Cet ouvrage autobiographique s'écarte un peu de la tradition de ce genre en proposant de nombreuses réflexions de l'auteur sur la littérature anglaise (qui l'a sauvée de nombreuses fois du désespoir), la société britannique et la politique de l'époque, ce qui permet d'ouvrir un peu le sujet en élaborant un panorama de l'Angleterre des années 1980 et 1990.

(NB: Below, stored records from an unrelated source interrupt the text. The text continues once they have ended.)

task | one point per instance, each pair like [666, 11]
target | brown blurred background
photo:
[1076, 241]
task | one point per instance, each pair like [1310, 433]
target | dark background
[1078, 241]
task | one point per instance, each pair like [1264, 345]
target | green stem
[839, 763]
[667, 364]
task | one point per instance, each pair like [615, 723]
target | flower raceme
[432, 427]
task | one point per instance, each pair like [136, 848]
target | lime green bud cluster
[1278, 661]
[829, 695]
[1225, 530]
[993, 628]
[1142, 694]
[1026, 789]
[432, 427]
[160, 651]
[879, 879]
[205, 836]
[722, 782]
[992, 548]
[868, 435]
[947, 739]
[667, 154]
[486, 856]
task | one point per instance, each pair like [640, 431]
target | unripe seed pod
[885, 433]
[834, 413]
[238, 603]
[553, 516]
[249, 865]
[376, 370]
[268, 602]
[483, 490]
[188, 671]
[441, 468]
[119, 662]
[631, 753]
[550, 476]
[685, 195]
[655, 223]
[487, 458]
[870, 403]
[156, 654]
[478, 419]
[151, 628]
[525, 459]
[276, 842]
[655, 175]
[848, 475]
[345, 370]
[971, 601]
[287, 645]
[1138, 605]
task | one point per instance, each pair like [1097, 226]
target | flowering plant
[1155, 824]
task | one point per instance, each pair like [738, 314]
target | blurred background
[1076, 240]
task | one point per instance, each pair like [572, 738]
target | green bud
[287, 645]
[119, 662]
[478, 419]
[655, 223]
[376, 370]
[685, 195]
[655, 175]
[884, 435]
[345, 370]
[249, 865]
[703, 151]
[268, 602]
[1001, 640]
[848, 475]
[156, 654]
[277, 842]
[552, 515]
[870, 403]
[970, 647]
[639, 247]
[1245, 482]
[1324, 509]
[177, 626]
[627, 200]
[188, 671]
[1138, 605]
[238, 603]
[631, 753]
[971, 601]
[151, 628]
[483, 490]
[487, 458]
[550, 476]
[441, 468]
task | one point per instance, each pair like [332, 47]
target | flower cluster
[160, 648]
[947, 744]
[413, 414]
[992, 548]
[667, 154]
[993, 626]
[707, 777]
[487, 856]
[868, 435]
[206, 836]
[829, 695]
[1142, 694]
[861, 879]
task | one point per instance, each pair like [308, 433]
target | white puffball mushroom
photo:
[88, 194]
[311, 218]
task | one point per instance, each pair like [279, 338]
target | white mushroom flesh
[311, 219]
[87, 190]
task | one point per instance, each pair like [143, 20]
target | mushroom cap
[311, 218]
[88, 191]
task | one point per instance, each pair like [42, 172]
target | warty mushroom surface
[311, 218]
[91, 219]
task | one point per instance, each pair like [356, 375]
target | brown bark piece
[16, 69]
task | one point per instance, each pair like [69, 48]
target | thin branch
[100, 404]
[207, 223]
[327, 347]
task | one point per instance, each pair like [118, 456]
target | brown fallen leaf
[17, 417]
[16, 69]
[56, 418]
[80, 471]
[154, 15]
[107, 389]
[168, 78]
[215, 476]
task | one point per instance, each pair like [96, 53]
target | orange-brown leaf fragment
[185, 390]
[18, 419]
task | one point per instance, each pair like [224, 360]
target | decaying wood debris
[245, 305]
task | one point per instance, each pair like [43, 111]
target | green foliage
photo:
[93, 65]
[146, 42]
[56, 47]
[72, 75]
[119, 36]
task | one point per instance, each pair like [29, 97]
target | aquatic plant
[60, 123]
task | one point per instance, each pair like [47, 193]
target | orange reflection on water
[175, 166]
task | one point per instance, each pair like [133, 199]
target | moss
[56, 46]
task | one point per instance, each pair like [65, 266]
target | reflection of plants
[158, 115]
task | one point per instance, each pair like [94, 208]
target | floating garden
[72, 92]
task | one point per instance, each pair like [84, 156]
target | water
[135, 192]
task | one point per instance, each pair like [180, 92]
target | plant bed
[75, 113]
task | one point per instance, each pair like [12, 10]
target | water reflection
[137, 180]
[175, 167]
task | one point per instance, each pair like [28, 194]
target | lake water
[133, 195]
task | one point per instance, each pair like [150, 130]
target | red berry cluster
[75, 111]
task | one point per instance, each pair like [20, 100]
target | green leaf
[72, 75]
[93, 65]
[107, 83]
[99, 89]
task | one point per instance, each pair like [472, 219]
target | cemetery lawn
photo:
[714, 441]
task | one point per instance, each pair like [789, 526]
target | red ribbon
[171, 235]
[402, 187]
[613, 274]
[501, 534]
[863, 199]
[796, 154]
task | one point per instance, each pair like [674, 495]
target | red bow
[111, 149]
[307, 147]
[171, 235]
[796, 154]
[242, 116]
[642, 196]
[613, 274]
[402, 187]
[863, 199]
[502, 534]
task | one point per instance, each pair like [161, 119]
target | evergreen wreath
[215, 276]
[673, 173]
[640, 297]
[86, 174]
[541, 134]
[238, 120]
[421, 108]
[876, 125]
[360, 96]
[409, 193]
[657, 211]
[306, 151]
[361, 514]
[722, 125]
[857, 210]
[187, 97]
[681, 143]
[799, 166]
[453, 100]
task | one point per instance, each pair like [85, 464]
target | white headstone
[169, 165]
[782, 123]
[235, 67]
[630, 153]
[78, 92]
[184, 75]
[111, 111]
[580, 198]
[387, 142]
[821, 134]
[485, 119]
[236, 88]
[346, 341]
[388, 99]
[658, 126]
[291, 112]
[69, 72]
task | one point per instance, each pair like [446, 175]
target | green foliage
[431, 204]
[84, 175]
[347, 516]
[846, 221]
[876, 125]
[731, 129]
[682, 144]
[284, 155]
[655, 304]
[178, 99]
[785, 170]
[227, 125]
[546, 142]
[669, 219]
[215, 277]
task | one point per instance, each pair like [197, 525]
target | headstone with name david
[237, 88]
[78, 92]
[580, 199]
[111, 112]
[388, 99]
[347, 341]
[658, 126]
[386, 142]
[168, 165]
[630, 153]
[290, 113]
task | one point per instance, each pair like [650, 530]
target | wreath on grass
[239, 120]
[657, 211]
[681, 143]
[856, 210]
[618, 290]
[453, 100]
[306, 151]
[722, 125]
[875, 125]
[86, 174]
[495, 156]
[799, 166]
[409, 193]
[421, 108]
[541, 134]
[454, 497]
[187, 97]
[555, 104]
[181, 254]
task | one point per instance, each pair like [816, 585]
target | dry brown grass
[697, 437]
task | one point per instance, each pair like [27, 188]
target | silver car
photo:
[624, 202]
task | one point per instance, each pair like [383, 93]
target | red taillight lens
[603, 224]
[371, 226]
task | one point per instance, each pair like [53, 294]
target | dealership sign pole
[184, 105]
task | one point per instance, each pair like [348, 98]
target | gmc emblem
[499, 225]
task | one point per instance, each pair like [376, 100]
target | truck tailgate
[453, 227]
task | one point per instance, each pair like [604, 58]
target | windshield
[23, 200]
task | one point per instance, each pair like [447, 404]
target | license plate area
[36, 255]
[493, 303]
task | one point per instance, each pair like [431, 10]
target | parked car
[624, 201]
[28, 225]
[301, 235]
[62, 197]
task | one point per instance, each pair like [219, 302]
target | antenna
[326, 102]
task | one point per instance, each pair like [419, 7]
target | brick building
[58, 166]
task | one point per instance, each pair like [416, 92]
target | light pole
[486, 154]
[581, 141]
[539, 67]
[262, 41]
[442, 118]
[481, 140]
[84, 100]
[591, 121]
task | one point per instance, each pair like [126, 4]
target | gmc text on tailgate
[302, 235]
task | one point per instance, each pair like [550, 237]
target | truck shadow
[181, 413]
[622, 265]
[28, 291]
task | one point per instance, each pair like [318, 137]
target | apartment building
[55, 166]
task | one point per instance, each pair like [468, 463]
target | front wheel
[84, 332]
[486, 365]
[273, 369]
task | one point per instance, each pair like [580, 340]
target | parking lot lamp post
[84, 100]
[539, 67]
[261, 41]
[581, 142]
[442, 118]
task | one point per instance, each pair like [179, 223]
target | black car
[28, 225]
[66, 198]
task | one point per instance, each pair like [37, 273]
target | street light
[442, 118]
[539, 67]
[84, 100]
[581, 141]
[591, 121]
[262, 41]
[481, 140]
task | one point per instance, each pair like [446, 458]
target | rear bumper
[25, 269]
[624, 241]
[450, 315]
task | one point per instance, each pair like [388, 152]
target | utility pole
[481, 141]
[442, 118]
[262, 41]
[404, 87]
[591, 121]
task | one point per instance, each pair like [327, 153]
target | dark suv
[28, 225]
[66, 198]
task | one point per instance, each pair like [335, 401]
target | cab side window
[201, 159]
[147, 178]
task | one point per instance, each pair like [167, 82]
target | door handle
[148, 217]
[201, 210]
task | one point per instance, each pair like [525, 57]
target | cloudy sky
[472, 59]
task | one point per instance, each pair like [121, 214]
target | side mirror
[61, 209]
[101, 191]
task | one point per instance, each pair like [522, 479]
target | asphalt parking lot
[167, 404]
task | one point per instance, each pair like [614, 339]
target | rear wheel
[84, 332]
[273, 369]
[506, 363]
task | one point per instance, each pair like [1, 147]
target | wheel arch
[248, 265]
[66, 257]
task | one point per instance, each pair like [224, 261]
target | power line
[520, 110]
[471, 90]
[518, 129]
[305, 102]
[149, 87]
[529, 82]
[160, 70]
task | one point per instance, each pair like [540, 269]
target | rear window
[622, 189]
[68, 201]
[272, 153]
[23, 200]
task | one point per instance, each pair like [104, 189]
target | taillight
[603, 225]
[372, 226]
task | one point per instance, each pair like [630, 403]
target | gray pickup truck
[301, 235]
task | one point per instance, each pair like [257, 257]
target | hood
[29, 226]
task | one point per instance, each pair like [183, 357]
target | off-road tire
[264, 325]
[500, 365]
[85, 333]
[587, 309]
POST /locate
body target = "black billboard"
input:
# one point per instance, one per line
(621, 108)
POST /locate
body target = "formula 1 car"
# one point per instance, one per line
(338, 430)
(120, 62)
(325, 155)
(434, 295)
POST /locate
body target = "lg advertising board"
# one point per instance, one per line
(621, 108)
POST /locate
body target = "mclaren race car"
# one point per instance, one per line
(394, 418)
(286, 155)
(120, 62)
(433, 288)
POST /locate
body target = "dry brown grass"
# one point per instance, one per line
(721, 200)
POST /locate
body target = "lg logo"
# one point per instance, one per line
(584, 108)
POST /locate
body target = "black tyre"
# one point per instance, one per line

Cette tranche de vie, qui décrit ses acteurs d'une manière très lucide (la cruauté et la violence d'une mère adoptive rongée de l'intérieur par un profond désamour de la vie et une obsession des Ecritures et de l'Apocalypse, un père adoptif faible, qui a laissé agir sa femme comme elle l'entendait et n'a jamais fait un geste pour sa fille, mais aussi d'autres, comme la bonté et l'amour de la dernière compagne évoquée par l'auteur), ainsi que ses tourments avec acuité, est certes un peu difficile d'accès, mais elle récompense le lecteur qui sera parvenu à s'approprier cet univers par une profondeur dans l'analyse des sentiments qui ont agité l'auteur, un amour de la vie tout aussi vibrant. Un bel ouvrage touchant et fort, dont on ne sort pas indemne (mais n'est-ce pas le rôle de la littérature ?)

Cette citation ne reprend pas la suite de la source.